Create a template from tree tip labels:

```bash
cophyloforge init-association-template \
  --host-tree host.nwk \
  --sym-tree sym.nwk \
  --format matrix \
  --out association_template.tsv
```

For edge lists, the template contains the required header. For matrices, it contains all symbiont rows and host columns with zero-filled cells.

Validate inputs before prediction:

```bash
cophyloforge validate-input \
  --host-tree host.nwk \
  --sym-tree sym.nwk \
  --associations assoc.tsv
```

## CLI Reference

```bash
cophyloforge --help
cophyloforge version
cophyloforge download-model --model default
cophyloforge validate-input --host-tree host.nwk --sym-tree sym.nwk --associations assoc.tsv
cophyloforge predict --host-tree host.nwk --sym-tree sym.nwk --associations assoc.tsv --outdir results
```

Batch prediction from a manifest:

```bash
cophyloforge batch-predict \
  --manifest cases.csv \
  --outdir batch-results
```

The manifest must contain `host_tree`, `sym_tree`, and `associations` columns. An optional `case_id` column is used for output folder names.

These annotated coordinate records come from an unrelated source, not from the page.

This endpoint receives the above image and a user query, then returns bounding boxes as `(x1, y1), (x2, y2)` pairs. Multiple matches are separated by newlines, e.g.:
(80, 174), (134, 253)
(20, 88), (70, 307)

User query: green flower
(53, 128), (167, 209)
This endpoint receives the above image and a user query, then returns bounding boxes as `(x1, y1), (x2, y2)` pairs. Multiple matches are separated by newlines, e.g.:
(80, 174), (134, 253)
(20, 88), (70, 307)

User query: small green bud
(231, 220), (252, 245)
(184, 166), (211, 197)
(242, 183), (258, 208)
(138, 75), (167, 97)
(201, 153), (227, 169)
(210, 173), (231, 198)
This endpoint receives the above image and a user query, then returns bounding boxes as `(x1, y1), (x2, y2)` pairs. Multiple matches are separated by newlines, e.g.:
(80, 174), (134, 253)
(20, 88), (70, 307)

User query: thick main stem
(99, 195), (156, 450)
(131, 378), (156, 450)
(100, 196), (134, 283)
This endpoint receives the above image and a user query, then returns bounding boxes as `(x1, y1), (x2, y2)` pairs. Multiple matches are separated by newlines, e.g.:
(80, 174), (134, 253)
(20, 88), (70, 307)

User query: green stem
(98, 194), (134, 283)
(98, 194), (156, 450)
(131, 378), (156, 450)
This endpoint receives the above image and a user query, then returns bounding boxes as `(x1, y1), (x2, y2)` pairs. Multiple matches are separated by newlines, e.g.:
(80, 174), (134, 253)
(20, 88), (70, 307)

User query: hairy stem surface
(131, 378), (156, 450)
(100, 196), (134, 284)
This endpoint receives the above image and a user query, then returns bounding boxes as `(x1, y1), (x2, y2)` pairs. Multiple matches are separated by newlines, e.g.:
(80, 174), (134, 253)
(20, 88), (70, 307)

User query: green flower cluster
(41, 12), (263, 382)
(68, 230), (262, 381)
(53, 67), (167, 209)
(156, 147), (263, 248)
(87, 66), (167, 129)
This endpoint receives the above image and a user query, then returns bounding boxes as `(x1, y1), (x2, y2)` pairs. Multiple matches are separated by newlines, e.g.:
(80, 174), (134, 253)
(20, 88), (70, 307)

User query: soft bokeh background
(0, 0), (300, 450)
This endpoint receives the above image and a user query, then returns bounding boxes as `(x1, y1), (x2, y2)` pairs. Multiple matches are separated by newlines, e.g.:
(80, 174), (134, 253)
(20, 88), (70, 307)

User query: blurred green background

Batch prediction from folders:

```bash
cophyloforge batch-predict \
  --input-dir cases \
  --outdir batch-results
```

Each case folder can contain either `host.nwk`, `sym.nwk`, and `assoc.tsv`, or the research dataset layout `trees/host_obs_sampled.nwk`, `trees/sym_obs_sampled.nwk`, and `associations/assoc_obs.tsv`.

## Python API

```python
from cophyloforge import download_model, predict

download_model()

result = predict(
    host_tree="host.nwk",
    sym_tree="sym.nwk",
    associations="assoc.tsv",
    outdir="results",
)

print(result["scenario_prediction"])
print(result["scenario_probabilities"])
```

## Model Cache

Model artifacts are not embedded in the wheel. `cophyloforge download-model` downloads the default Zenodo checkpoint into the user cache directory:

- Linux: `~/.cache/cophyloforge`
- macOS: `~/Library/Caches/cophyloforge`
- Windows: `%LOCALAPPDATA%\cophyloforge`

Set `COPHYLOFORGE_CACHE_DIR` or pass `--cache-dir` to use a different cache location.

## Citation

If you use the software or model, cite the Zenodo model record:

CoPhyloForge frozen inference model. Zenodo. <https://doi.org/10.5281/zenodo.19656529>

Also cite this repository or release when appropriate for the software version used.

## Development

Create an environment and install the package in editable mode:

```bash
python -m pip install --upgrade pip
python -m pip install -e ".[dev]"
pytest
```

Build and check distributions:

```bash
python -m build
python -m twine check dist/*
```

The installable package uses a `src/` layout and contains only inference-facing code. Research scripts, simulator code, generated datasets, training code, and checkpoint artifacts remain in the repository but are excluded from the package distribution.

For a manual-style guide covering end-user commands, developer checks, and release/publish workflow, see `README_MANUAL.md`.